Questions seemed to make Jackie impatient. It occurred to Tess that she had rehearsed this little scene in her head, and now Tess wasn't playing her part as scripted. How she must have enjoyed sitting in her apartment, waiting for Tess to knock on her door.

"My mother didn't kick me out because I was going to have a baby. She was cool with that. After all, I wasn't the first girl in Southwest Baltimore to turn up pregnant."

"Southwest Baltimore? Which part?" asked Tess, a true Baltimorean, forever focused on the precise boundaries of where people lived.

"Pigtown," Jackie muttered. "Pigtown, okay? Anyway, Mama wanted me to keep the baby, so she could raise it, get a little extra AFDC money and food stamps every month. I almost went for it, too. But you know, I had finished high school and I had this nothing job, and I suddenly saw my future. I told myself, ‘This is it, girl.

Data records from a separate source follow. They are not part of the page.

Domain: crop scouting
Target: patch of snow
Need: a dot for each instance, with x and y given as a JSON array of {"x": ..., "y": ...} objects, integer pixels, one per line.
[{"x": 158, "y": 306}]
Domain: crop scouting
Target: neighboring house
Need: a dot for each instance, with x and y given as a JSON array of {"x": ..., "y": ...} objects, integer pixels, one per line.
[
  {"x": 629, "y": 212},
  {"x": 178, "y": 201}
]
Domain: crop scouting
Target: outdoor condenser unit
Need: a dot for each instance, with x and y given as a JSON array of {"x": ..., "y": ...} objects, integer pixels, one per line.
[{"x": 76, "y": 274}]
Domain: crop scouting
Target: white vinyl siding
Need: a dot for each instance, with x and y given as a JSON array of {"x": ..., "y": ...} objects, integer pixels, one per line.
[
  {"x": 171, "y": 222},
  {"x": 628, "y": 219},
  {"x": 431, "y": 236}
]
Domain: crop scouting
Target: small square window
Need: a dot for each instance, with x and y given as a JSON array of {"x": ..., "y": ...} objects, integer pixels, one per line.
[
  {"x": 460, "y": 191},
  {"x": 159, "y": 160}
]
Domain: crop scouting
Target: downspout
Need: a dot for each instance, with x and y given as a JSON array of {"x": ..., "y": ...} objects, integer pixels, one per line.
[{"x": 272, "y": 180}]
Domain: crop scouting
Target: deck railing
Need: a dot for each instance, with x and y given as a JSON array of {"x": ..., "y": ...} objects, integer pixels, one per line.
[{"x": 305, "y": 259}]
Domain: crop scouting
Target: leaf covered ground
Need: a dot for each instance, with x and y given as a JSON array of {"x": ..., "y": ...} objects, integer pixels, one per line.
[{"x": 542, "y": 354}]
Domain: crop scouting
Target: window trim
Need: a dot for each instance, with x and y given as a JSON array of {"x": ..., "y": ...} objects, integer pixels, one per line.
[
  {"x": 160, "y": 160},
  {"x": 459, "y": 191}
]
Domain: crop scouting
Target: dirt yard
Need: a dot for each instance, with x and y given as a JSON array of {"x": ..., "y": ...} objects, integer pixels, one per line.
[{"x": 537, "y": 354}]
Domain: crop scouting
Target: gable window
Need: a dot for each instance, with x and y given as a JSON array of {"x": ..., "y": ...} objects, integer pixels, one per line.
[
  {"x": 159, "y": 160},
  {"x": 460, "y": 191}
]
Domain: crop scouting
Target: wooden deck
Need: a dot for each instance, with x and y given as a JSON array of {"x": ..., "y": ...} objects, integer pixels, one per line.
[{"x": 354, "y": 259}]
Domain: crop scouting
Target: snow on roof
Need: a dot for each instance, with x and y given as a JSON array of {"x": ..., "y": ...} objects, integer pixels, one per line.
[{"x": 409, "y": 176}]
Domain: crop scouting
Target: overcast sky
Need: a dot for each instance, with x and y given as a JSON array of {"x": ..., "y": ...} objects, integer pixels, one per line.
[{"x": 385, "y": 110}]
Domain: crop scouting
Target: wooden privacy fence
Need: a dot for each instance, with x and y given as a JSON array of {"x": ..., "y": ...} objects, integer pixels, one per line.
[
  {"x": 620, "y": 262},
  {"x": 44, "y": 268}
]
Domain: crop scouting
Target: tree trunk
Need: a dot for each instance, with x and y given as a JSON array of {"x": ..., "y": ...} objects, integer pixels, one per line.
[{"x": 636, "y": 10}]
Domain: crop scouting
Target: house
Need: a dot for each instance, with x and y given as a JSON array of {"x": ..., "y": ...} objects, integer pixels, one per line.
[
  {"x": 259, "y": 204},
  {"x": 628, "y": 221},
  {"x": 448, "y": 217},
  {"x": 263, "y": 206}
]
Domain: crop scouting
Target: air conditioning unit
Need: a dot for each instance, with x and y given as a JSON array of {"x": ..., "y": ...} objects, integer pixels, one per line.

You've still got a chance to make something of yourself, but not if you keep this baby.'"

The appetizers arrived-a tart with woodland mushrooms for Tess, some goat cheese thingie for Jackie.

"What about the baby's father?"

"He wasn't interested in being a father. But you know, I give him credit for admitting it up front, for not pretending to be into it and then dumping me as soon as the baby came. I saw that happen often enough to my girlfriends. Anyway, I signed my daughter over to a private agency and never looked back. And when I got a scholarship to Penn, I decided to change my name legally, sort of a symbol of my new life. In the back of my mind, I think I didn't want my baby to come looking for me one day. You see, I figured I was going to be somebody real famous, real successful, and I didn't want any tabloid trash reunion in my future."